Safire contended: "The sticking point in the negotiation between Israel and the Palestinians has always been Jerusalem."
He charged: "Yasser Arafat incited a furor over a tunnel that Israelis had every right to reopen in their capital. He then seized on the construction of housing on a barren hill inside the city limits to incite rioting -- all to assert a claim to a piece of Jerusalem to be his capital."

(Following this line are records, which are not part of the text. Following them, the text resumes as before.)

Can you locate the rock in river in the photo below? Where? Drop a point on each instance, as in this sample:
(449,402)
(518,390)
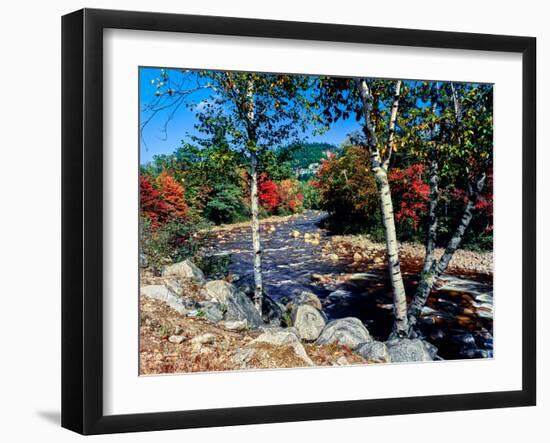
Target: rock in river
(348,331)
(308,321)
(186,269)
(240,307)
(218,291)
(213,311)
(308,298)
(374,351)
(162,293)
(409,350)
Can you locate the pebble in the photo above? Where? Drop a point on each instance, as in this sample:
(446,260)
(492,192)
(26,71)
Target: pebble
(176,339)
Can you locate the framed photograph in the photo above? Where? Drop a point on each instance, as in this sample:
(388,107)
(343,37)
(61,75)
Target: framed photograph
(269,221)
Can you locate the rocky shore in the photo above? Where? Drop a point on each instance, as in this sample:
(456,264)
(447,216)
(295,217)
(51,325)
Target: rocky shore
(361,251)
(189,324)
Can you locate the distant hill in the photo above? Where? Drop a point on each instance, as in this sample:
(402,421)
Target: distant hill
(304,158)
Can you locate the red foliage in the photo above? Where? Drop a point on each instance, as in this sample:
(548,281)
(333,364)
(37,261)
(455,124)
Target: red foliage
(410,192)
(268,194)
(151,204)
(291,198)
(173,195)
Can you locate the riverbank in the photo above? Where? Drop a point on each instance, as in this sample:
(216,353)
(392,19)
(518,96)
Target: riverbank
(361,251)
(171,342)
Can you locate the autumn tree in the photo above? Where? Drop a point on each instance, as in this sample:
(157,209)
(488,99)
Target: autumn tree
(260,111)
(453,134)
(375,104)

Safire claimed: "Since Arafat chose to put his claim to Jerusalem on the world's agenda, Netanyahu proposes to address it now. The easy part of plans laid in Oslo -- awarding the Arabs much of the West Bank in return for a permanent renunciation of terror -- was supposed to come first. But reality intruded." And concluded: "If Arafat balks, the world will know which side is not dealing in good faith."
SUDDEUTSCHE ZEITUNG: A coalition Israeli government is not a solution
In a news analysis over the weekend, Anne Ponger in Jerusalem broached the notion of creating a coalition government in Israel take some heat off Netanyahu in dealing with the Palestinians. She conceded, however, that the idea has roughly the staying power of a teardrop in the Negev Desert. She wrote: "In the current crisis a grand coalition 'government of national unity' might well suit luckless Israeli Premier Benjamin Netanyahu and a number of Likud ministers, especially Infrastructure Minister Ariel Sharon. Their jobs are unlikely to be offered to Labor Party nominees in a grand coalition cabinet."
"Yet far too many signs indicate that the idea is unlikely to get off the ground," she wrote. "In the Labour Party Peres' impassioned campaign to 'save the peace process' is seen more as a desperate bid to retain the party leadership, for which his rival Ehud Barak is running in June. Besides, what influence might six Labor ministers exercise on 12 right-wingers?"
U.S. Domestic Issue: Controlling the Internet
A mass suicide last month and long-running concerns about children's access to pornography have turned U.S. domestic commentators' attention to the Internet and issues of its control.
NEW YORK TIMES: The Supreme Court should reject state limitations on the Internet
In an editorial today, the paper says: "Is the Internet a serious threat to children that justifies government censorship (or) is it a distinctive, democratizing forum for worldwide conversation warranting maximum First Amendment protection? The Supreme Court now is weighing these questions. It ought to reject the idea that the transmission of information on the Internet should be limited by the state."
ORLANDO SENTINEL: I'm all for the First Amendment, but...
Myriam Marquez commented this weekend: "I'm all for the First Amendment, for free speech and the exercise thereof -- however graphic that exercise might be. (But) Kids need not apply."
PHILADELPHIA INQUIRER: Many people are turned off by the Internet
And an analysis, the paper said: "There is evidence that many people are turned off by the Internet, and that others remain off-line because they can't afford a computer or don't work with one."